Guarding Tess — Great 1994 Film with Nicolas Cage and Shirley MacLaine

Guarding an irascible and irrepressible old woman in the “wilds” of Summersville, Ohio, is boring business for seven Secret Service agents, even if she is the former First Lady and widow of a President. It’s an assignment that the SAIC (Special Agent in Charge) Douglas Chesnic (Nicolas Cage) is sick and tired of and he wants out. He wants to be where the action is — not buried in the boonies jumping at the beck and call of Tess Carlisle (Shirley MacLaine).

Her only amusements in life seem to be the remnants of her fading glory — videos and splashy magazine covers — and keeping seven grown men at the end of her tether. She loved the power of the White House and she is loathe to relinquish it. But Doug Chesnic wants to do his job by the book, even on such a “cupcake” assignment. But rules and regulations are made to be broken by those who are used to getting their way. So there is a major power struggle between her and her special agent.

However, she has a lot of her own rules and they are ironclad. The agents have to check their guns at her bedroom door. She hates guns and is always calling her agents “gunmen”. No smoking in the house. No one is to read the newspaper before it is brought to her. One of them, usually Douglas, must bring her breakfast upstairs on a tray with a single rose in a bud vase.
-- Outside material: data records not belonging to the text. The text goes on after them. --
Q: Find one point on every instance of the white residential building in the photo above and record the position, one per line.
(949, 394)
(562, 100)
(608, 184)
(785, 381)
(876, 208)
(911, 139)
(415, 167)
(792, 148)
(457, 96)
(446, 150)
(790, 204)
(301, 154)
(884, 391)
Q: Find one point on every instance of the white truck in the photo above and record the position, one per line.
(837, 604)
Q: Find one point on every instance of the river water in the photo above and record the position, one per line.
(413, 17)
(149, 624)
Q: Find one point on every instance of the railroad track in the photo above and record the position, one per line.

For five years the Secret Service detail has had it fairly easy except for her demands. Now, all of a sudden, she wants to get out, be active, live life. She wants to go to the opera. She wants to go golfing with outdoor temperatures at 38 degrees. She wants to go on a picnic in the snow — because she says . . . who can wait for summer. She gives her agents the slip — not once, but twice — by ordering her chauffeur, Earl, (Austin Pendleton) to gun it while the agents are out of the car. The men then have to go through the embarrassment of asking the local sheriff’s department to help search for her. She has made them a laughing stock.